Wednesday, June 25, 2014

Indiana!

Yup, another domino tips over. Indiana's ban on same-sex marriage was ruled unconstitutional. This was a law that was overturned, not a state constitution amendment. It was just this past February when Indiana legislators took a step towards that happening, though doing so in a way that prevents it from being before voters until 2016 – and now likely won't happen at all.

In the ruling the judge noted the phenomenon of so many cases brought before courts within one year for this one issue and the judges all ruling the same way. From the ruling:
These couples, when gender and sexual orientation are taken away, are in all respects like the family down the street. The Constitution demands that we treat them as such.
And, yes, same-sex marriages have begun. State officials say an appeal will be filed.

The news of the day continues. The 10th Circuit Court of Appeals has confirmed that the Utah ban on same-sex marriage is unconstitutional. This is the first case to reach the appeals level since last summer's big ruling (which was a year ago tomorrow). A stay was issued with the ruling because this court knows the next stop will be the Supremes.

The 10th Circuit ruling included a dissent. It seems the poor guy swallowed every last talking point from the National Organization for Marriage (but not yours).

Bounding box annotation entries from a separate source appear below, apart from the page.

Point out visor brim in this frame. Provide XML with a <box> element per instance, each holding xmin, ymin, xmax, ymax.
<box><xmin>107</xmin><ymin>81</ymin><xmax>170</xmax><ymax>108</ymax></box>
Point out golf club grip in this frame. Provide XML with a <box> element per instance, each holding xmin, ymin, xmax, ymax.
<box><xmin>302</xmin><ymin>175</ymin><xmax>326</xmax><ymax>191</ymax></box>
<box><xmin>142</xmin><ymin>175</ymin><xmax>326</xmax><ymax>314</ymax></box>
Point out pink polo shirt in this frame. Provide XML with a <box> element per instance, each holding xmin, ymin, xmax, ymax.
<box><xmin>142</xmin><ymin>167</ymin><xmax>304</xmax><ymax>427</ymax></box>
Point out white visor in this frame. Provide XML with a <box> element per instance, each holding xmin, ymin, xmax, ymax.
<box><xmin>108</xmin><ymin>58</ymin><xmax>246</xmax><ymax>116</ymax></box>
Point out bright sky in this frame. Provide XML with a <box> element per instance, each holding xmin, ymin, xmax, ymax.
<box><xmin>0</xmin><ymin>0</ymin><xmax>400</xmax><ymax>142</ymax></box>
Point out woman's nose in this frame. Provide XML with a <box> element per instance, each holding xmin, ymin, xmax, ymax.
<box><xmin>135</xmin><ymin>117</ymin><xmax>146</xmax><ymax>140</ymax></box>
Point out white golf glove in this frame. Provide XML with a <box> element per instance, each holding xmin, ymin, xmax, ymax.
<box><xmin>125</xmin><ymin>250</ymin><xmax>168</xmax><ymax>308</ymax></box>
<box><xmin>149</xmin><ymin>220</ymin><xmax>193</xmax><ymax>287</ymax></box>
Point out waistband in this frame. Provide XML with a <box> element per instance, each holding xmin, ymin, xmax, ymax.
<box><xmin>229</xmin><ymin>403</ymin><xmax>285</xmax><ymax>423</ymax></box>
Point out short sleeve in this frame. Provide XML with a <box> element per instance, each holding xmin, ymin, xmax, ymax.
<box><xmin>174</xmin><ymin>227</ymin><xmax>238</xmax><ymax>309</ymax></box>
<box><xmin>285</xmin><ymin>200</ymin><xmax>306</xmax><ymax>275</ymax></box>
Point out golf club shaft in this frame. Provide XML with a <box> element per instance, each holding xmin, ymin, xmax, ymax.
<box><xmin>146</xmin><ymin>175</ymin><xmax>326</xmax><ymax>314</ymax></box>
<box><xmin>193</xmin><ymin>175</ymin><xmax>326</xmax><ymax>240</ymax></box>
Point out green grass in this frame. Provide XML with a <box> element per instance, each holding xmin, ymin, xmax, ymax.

That 10th Circuit ruling is creating a delightful mess. The 10th Circuit is Utah, Colorado, Kansas, New Mexico, Oklahoma, and Wyoming. A ruling applies to all of the states in the circuit. So the clerk in Boulder County, Colorado took this ruling (and the one in Indiana) as justification to start issuing marriage licenses to same-sex couples in her area. Since the ruling came with a stay she probably won't be able to do this for very long. And state officials have already declared these marriages won't be recognized by the state.

And in Louisiana a judge was expected to rule on whether the state must recognize same-sex marriages performed in other states. He postponed a ruling, saying he wants to address the whole issue of same-sex marriage at one time rather than in a piecemeal fashion.

Ari Ezra Waldman of Towleroad looks at what happens next. Almost certainly Utah's governor or attorney general will appeal to the Supremes. Since the court is about to adjourn for the summer and doesn't decide to take cases until they reconvene, nothing will happen until then.

The Supremes don't have to take the 10th Circuit case. They could simply let the decision cover the 10th Circuit. Though by the time the Supremes reconvene there is likely to also be a case out of the 4th Circuit (Virginia's case) and maybe the 6th Circuit (primarily Michigan) and the 5th Circuit (Texas) as well. Again the Supremes don't have to take any of them – unless one of those rulings is different from our current string of successes. Some justices may not want to give their opinion on our right to marry. They could simply ride out the process – eventually there will be a decision by every Circuit and these decisions will eventually cover the country. Yes, that is slower than a sweeping ruling from the Supremes.

A commenter lists a few things interesting about this case. First, the 10th Circuit demanded that reasons for banning same-sex marriage must be “compelling.” Tradition isn't a compelling reason. Utah doesn't have a compelling reason. Second, the demand for compelling reasons isn't because same-sex couples are a minority receiving discrimination and without political power, the usual reason. It's because marriage is a fundamental right. Third, if you want to see how the Supremes might rule against us, just read the dissent in the 10th Circuit case. Any one of Scalia, Alito, Thomas, or Roberts could have written it.